Let’s go back to what I taught you in the last blog post, about looking at art. Now that the exhibition has come and gone, that does not mean we stop looking. Through the “MY VIEW, YOUR?” exhibition catalogue, we can take another look at the show’s work. Within the catalogue, it details all the artworks by showcasing artists.
I am taken by one particular piece and wish to look at it more.
The practice of looking at art again.
Shamika Pierre’s Dream House (2024) remains the most striking to me. There, a faceless man mows the lawn while staring at the house across the street. The work is vibrant with colours: greens, whites, blues, and reds.

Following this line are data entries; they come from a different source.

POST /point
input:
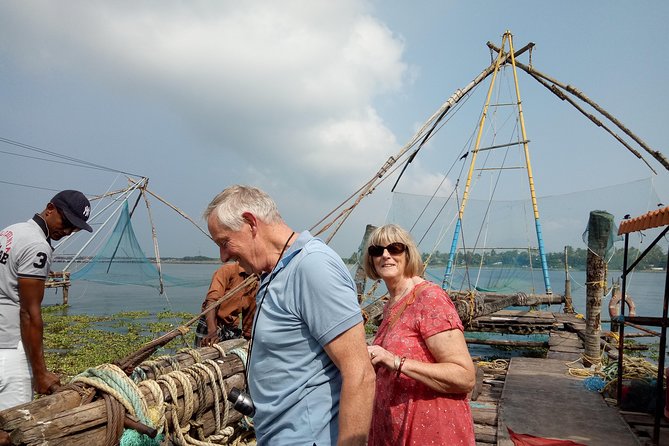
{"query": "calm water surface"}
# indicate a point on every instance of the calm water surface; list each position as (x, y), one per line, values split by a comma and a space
(647, 289)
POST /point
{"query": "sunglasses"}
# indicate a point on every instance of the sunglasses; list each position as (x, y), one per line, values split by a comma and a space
(393, 249)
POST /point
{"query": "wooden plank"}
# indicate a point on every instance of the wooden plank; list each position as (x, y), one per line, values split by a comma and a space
(536, 390)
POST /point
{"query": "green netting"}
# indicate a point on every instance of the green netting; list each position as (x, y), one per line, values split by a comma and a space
(121, 261)
(507, 227)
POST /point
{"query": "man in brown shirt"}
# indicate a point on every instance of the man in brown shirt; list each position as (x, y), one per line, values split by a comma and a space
(234, 317)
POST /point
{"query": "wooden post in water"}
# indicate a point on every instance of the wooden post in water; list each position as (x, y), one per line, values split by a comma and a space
(360, 275)
(599, 231)
(66, 287)
(614, 325)
(568, 305)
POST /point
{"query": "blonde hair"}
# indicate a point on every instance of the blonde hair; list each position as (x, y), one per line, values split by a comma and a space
(385, 235)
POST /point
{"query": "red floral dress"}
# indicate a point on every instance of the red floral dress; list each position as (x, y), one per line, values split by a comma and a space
(405, 410)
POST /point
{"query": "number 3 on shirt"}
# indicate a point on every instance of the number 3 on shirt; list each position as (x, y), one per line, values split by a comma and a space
(41, 262)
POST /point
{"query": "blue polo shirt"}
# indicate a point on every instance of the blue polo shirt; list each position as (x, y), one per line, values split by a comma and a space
(309, 300)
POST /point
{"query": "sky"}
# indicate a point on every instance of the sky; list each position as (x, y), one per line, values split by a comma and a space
(304, 99)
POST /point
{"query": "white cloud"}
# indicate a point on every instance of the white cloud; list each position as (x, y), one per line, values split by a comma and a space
(292, 83)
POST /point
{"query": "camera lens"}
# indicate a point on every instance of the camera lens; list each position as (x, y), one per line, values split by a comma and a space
(241, 402)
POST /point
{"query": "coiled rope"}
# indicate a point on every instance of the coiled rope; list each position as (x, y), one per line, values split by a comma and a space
(204, 378)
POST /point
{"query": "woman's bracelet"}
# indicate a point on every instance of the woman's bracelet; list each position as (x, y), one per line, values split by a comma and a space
(399, 365)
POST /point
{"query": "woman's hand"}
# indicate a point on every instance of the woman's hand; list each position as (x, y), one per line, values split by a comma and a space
(382, 357)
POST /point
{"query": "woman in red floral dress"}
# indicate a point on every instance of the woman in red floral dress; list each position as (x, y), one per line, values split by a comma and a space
(423, 368)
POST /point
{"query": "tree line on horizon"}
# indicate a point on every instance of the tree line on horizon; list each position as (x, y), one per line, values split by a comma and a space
(576, 258)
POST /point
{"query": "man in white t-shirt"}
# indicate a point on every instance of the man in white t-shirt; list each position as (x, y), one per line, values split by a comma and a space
(25, 260)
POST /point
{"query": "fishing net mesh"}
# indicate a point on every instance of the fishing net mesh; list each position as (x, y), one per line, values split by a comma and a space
(121, 261)
(506, 226)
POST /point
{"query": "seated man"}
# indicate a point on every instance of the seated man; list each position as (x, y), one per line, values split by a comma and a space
(234, 317)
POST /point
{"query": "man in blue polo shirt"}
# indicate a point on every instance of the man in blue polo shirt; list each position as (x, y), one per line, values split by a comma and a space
(25, 259)
(310, 377)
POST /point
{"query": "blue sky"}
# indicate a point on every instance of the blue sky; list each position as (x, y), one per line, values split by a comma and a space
(305, 99)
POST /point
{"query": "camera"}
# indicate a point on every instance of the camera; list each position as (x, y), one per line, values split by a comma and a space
(241, 402)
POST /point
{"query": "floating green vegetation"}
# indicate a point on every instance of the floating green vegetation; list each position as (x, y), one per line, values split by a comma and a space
(73, 343)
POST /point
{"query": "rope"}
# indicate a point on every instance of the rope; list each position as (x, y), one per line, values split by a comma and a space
(178, 400)
(112, 380)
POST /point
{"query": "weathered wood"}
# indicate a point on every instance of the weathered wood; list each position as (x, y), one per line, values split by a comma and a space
(360, 275)
(485, 416)
(508, 343)
(94, 415)
(484, 433)
(599, 228)
(63, 416)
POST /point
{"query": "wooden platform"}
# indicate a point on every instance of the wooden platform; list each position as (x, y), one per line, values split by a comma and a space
(516, 322)
(540, 398)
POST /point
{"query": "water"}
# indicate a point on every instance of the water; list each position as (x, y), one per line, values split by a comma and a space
(646, 288)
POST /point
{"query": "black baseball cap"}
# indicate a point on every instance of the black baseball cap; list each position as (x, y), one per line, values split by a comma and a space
(75, 206)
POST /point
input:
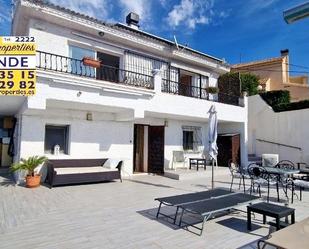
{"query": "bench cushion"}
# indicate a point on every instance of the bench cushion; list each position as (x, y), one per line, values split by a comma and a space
(81, 170)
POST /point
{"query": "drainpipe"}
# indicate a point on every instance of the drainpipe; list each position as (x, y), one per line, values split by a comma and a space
(157, 80)
(244, 141)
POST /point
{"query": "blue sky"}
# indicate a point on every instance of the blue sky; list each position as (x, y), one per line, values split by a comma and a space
(230, 29)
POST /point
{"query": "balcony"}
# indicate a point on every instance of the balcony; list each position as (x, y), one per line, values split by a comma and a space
(63, 64)
(178, 88)
(58, 63)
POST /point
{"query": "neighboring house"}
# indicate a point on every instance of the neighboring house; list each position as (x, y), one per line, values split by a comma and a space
(282, 133)
(274, 75)
(147, 99)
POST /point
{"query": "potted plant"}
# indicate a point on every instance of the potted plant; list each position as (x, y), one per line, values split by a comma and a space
(91, 62)
(212, 89)
(32, 178)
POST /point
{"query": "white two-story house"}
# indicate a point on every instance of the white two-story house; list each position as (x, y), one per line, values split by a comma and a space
(147, 98)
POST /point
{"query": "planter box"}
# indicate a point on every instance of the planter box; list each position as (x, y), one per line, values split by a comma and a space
(91, 62)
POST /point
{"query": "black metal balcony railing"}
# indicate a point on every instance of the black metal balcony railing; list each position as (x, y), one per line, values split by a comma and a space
(59, 63)
(63, 64)
(196, 92)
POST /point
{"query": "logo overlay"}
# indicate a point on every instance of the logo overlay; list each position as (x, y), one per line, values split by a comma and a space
(17, 65)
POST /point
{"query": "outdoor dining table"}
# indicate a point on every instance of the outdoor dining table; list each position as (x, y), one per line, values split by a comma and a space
(281, 172)
(293, 236)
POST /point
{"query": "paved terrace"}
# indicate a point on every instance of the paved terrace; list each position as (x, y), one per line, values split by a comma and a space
(117, 215)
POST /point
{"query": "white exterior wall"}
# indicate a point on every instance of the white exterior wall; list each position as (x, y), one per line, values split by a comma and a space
(100, 138)
(65, 99)
(289, 128)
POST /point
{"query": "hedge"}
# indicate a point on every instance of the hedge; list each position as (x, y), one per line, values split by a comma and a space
(280, 101)
(291, 106)
(278, 97)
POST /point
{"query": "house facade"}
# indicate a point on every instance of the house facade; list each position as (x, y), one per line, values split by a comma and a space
(146, 99)
(274, 74)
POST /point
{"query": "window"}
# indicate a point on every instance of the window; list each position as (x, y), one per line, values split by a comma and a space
(187, 140)
(192, 138)
(110, 69)
(78, 54)
(56, 135)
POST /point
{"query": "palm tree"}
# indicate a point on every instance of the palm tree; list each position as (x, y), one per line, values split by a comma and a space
(28, 164)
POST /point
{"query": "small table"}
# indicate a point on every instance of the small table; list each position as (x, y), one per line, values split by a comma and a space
(272, 210)
(294, 236)
(197, 162)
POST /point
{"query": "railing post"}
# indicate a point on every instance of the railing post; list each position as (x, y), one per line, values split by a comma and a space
(157, 80)
(200, 86)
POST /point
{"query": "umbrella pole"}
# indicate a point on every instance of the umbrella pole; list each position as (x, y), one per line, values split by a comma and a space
(212, 174)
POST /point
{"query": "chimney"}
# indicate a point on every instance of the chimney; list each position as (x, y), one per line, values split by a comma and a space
(132, 20)
(284, 52)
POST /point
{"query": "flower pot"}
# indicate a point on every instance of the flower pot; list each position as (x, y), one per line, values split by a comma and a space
(33, 181)
(91, 62)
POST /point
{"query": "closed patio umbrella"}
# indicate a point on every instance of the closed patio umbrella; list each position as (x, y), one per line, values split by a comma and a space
(212, 139)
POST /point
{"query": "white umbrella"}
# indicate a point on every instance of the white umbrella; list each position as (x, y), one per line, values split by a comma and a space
(212, 138)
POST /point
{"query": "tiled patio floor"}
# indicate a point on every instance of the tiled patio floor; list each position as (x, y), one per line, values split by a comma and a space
(116, 215)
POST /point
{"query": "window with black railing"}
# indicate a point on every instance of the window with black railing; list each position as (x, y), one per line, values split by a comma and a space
(59, 63)
(181, 82)
(174, 80)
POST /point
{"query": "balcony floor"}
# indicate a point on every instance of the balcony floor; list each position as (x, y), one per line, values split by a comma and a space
(117, 215)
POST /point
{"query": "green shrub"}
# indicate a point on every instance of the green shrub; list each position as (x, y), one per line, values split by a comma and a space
(278, 97)
(249, 83)
(291, 106)
(280, 101)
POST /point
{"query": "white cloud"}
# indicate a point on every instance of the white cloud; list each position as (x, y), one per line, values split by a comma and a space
(140, 7)
(254, 6)
(95, 8)
(190, 13)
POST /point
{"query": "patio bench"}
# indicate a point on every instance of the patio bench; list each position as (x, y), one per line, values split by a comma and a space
(205, 204)
(75, 171)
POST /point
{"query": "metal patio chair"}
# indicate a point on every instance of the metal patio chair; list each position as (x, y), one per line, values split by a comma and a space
(260, 177)
(237, 173)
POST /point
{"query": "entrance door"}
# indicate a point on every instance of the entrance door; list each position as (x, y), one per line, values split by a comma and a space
(138, 148)
(185, 85)
(156, 149)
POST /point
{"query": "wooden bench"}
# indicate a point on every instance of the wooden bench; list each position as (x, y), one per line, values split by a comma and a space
(75, 171)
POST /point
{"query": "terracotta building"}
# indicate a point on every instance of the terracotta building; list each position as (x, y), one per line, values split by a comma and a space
(274, 74)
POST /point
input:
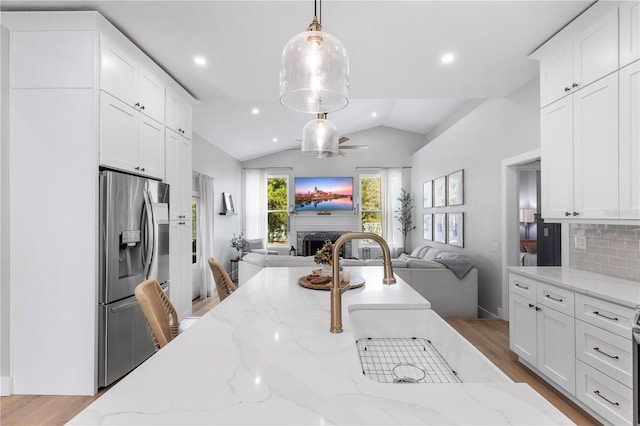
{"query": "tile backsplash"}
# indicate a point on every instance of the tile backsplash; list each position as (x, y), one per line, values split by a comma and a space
(612, 250)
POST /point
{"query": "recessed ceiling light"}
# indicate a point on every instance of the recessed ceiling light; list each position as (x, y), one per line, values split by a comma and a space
(447, 58)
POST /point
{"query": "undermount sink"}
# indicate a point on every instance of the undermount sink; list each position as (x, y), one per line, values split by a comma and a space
(413, 344)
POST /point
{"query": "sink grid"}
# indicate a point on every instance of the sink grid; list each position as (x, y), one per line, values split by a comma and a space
(403, 360)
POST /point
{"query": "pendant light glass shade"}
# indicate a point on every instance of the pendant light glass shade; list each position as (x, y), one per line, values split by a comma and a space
(320, 138)
(314, 73)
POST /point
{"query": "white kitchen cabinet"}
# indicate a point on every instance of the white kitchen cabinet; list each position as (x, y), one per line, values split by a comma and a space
(582, 53)
(180, 266)
(122, 77)
(540, 335)
(556, 349)
(579, 141)
(629, 32)
(178, 175)
(629, 142)
(130, 141)
(602, 394)
(178, 114)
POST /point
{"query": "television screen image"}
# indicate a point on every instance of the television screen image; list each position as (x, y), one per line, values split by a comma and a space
(324, 194)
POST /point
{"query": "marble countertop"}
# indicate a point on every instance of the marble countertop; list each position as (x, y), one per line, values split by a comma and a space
(615, 290)
(265, 356)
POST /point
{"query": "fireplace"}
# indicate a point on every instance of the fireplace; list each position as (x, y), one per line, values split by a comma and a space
(308, 243)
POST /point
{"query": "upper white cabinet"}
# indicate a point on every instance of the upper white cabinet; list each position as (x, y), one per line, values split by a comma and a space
(582, 53)
(124, 78)
(629, 172)
(129, 140)
(579, 142)
(179, 115)
(178, 175)
(629, 32)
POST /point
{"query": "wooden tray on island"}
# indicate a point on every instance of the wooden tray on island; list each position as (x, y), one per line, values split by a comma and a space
(318, 282)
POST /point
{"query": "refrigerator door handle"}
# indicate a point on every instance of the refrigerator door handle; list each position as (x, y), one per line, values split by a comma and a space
(125, 306)
(150, 235)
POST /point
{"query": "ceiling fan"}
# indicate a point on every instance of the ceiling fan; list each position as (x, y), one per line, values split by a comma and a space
(341, 147)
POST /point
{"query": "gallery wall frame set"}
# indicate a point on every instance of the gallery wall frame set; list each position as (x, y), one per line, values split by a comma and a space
(446, 228)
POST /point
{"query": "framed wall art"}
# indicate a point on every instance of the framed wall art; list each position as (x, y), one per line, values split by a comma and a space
(440, 192)
(428, 226)
(427, 194)
(440, 227)
(455, 229)
(455, 188)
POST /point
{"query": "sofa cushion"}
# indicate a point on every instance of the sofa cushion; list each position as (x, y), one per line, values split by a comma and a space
(396, 263)
(424, 264)
(419, 251)
(431, 254)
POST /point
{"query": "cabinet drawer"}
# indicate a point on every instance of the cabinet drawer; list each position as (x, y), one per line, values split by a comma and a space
(611, 317)
(604, 395)
(556, 298)
(523, 286)
(605, 351)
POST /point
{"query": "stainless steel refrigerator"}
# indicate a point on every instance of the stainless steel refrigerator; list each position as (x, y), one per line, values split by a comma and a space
(134, 246)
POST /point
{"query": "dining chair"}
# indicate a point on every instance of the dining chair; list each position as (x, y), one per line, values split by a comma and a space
(160, 313)
(224, 284)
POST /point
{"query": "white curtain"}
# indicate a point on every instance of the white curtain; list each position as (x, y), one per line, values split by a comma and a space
(390, 189)
(205, 234)
(255, 204)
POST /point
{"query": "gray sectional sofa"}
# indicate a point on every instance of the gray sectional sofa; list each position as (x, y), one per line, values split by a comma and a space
(424, 270)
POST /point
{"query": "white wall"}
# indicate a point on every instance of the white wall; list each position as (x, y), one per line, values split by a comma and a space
(497, 129)
(226, 172)
(5, 365)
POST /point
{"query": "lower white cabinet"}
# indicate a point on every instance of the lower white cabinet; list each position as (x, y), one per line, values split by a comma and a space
(180, 266)
(607, 397)
(580, 342)
(542, 336)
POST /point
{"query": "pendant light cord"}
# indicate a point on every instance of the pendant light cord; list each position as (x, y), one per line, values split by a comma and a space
(315, 10)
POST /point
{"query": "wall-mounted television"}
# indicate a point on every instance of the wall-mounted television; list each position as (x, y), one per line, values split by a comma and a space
(323, 194)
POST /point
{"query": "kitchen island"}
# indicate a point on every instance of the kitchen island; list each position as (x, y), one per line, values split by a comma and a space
(265, 356)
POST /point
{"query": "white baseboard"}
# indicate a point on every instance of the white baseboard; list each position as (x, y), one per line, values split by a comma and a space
(6, 386)
(483, 313)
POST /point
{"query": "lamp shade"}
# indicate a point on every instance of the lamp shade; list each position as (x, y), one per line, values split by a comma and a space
(527, 215)
(314, 73)
(320, 138)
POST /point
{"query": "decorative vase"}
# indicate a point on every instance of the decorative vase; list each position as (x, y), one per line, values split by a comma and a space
(327, 270)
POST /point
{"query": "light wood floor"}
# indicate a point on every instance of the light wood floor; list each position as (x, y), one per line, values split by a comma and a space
(489, 336)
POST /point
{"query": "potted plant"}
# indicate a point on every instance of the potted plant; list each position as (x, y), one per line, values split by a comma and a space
(238, 242)
(404, 215)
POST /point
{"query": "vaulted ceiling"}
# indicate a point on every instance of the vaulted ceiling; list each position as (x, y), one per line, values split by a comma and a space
(394, 48)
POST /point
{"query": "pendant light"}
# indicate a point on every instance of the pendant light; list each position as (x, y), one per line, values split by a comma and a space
(314, 73)
(320, 138)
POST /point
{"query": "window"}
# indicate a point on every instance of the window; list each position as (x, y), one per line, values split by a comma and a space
(277, 210)
(370, 207)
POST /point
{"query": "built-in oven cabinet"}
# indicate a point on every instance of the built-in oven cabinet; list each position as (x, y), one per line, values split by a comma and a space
(604, 395)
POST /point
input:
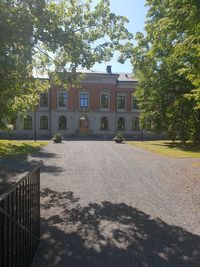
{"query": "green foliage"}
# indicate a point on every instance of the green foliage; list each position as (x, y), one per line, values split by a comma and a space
(57, 138)
(52, 35)
(166, 61)
(14, 148)
(119, 138)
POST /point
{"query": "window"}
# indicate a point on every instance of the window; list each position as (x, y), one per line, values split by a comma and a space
(104, 123)
(134, 102)
(104, 100)
(135, 123)
(62, 123)
(121, 102)
(83, 100)
(28, 122)
(13, 122)
(62, 99)
(44, 122)
(43, 100)
(121, 124)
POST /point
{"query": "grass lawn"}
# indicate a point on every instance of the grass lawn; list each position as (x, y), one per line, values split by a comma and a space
(169, 148)
(14, 148)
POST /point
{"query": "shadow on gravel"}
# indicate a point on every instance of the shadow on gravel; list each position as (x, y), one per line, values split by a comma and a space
(14, 168)
(107, 234)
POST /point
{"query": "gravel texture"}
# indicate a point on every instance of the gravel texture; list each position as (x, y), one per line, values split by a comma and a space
(107, 204)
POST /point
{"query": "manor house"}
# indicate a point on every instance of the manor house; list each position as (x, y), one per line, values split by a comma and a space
(103, 105)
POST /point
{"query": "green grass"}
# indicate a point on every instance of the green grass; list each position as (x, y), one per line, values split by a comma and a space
(14, 148)
(169, 148)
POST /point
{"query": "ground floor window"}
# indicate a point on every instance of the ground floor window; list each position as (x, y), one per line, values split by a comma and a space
(28, 122)
(62, 124)
(104, 123)
(121, 124)
(135, 123)
(44, 122)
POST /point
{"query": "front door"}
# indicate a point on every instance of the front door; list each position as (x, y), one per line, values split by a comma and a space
(83, 125)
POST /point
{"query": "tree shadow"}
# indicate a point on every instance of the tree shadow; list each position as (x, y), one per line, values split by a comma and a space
(109, 234)
(195, 148)
(13, 168)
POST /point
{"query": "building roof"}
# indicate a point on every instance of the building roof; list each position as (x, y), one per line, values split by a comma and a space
(122, 77)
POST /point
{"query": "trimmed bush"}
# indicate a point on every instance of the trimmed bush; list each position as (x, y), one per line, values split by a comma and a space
(57, 138)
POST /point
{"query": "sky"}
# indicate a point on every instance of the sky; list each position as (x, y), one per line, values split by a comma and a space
(135, 11)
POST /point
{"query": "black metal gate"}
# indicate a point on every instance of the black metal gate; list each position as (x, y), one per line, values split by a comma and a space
(20, 221)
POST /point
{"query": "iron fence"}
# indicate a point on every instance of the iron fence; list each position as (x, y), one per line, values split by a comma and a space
(20, 222)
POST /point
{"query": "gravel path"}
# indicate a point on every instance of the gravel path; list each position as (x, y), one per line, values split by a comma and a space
(107, 204)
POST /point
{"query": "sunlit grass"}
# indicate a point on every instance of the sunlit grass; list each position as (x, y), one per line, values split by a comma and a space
(169, 148)
(14, 148)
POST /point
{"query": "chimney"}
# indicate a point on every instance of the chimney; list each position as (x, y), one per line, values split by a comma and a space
(108, 69)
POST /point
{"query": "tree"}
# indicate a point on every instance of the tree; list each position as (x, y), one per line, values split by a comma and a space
(52, 35)
(166, 61)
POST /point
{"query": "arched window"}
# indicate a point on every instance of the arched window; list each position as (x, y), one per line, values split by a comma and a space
(62, 123)
(104, 123)
(28, 122)
(135, 123)
(43, 122)
(121, 124)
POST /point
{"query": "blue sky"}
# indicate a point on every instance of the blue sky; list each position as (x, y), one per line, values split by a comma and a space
(135, 11)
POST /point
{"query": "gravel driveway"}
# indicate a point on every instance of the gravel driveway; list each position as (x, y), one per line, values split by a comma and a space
(106, 204)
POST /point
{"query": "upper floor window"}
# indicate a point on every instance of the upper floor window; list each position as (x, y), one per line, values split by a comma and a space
(44, 100)
(28, 122)
(104, 100)
(83, 100)
(121, 124)
(134, 102)
(44, 122)
(62, 124)
(121, 102)
(104, 123)
(135, 123)
(62, 99)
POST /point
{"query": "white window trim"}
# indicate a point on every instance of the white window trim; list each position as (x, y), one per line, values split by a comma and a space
(122, 109)
(102, 93)
(86, 93)
(44, 108)
(133, 109)
(58, 107)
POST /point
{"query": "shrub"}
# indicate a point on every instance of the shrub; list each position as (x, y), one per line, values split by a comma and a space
(57, 138)
(119, 138)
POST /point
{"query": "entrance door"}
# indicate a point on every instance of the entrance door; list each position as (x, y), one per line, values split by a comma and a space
(83, 125)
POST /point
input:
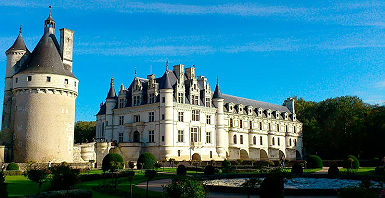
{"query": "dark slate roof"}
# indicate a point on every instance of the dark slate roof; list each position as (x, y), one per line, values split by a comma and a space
(254, 103)
(217, 92)
(18, 44)
(165, 81)
(46, 58)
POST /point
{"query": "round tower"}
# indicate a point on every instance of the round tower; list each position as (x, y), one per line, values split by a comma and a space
(44, 94)
(220, 127)
(16, 56)
(166, 108)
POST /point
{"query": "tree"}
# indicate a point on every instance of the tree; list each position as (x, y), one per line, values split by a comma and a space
(150, 174)
(37, 175)
(85, 131)
(130, 176)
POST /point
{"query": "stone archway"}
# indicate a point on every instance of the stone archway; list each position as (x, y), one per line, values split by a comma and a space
(298, 155)
(263, 155)
(243, 155)
(196, 157)
(136, 137)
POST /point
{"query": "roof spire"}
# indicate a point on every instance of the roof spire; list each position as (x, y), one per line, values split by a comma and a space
(167, 65)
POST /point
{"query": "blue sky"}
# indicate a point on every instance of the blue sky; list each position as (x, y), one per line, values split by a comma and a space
(264, 50)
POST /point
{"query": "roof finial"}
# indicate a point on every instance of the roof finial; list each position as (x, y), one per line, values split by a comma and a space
(167, 65)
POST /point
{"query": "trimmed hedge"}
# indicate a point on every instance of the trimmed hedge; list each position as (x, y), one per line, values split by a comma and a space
(111, 162)
(12, 166)
(351, 161)
(146, 160)
(314, 161)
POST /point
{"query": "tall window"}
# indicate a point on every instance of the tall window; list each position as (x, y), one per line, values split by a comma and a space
(208, 102)
(195, 115)
(208, 119)
(180, 136)
(180, 117)
(195, 99)
(180, 97)
(136, 100)
(151, 136)
(121, 103)
(151, 98)
(121, 120)
(151, 116)
(137, 118)
(194, 134)
(208, 137)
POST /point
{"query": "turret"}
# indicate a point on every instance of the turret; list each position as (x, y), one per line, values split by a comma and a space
(166, 109)
(221, 136)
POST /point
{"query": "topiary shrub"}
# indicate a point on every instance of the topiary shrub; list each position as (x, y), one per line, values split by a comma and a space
(314, 161)
(297, 169)
(209, 170)
(351, 162)
(333, 171)
(111, 162)
(181, 170)
(147, 161)
(12, 166)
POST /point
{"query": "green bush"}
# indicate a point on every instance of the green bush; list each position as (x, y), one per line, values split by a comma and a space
(314, 161)
(272, 186)
(333, 171)
(111, 162)
(181, 170)
(63, 176)
(12, 166)
(146, 161)
(185, 187)
(352, 162)
(209, 170)
(297, 169)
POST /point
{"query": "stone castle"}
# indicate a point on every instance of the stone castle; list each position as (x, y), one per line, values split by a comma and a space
(175, 116)
(178, 116)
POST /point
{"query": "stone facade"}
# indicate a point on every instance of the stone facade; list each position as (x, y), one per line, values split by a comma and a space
(178, 116)
(39, 99)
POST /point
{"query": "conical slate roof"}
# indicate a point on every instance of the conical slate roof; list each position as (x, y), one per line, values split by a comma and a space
(46, 58)
(18, 44)
(165, 82)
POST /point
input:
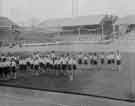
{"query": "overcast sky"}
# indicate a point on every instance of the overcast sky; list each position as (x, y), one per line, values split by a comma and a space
(22, 10)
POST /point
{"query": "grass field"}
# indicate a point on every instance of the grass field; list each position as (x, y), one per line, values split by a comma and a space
(105, 83)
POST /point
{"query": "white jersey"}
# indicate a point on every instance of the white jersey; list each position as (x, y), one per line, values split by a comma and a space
(13, 64)
(111, 56)
(118, 57)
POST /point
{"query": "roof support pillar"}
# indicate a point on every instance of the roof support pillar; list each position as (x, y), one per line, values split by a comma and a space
(102, 30)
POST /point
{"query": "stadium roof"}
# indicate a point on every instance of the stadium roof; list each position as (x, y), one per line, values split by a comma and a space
(76, 21)
(126, 20)
(5, 22)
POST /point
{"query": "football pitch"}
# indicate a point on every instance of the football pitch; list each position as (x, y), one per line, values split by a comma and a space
(105, 83)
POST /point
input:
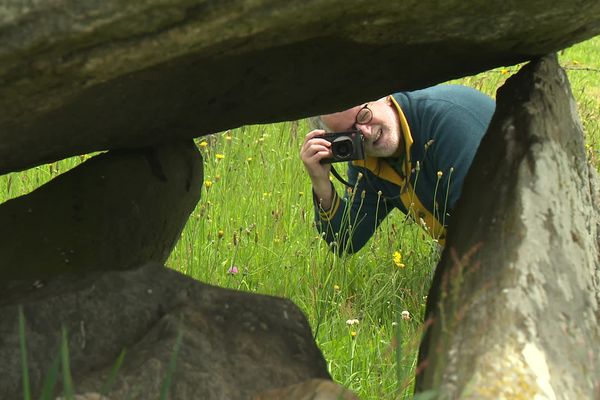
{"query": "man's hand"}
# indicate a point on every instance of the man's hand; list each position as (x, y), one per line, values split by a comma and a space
(312, 152)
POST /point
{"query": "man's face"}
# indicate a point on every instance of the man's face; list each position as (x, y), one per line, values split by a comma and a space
(382, 132)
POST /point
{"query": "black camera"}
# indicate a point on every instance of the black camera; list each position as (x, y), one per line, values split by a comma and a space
(345, 146)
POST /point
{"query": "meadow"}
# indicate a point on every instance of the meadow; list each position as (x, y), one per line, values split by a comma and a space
(253, 230)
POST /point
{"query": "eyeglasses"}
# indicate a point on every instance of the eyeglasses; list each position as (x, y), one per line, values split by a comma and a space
(364, 115)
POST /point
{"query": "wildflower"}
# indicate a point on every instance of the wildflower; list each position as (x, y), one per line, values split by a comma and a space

The artist uses different materials such as ink, watercolour, coloured pencil and acrylic to achieve this hazy dream-like quality, almost like a fading memory of a dream. So striking, I still think about it now, with the show concluded, the only way I can revisit this beautiful piece is through the exhibition catalogue I have sitting on top of my drawer.
This time, the art is printed on glossy paper not behind a frame hanging on a gallery wall. This piece I can touch and linger on for as long as it delights me. I can look and look and look, and have my fill of it. Every visit changes my perspective, just like a memory, or a memory of a dream.
Dream House, the faceless man, what is his story? Is this the house he looks at the dream he is working towards? Are we meant to be him? What does the house represent to us, something tangible or elusive like success? Though I might not have gotten the meaning straightened out yet, there is a joy and security of knowing that I can pop open my catalogue whenever and take another look.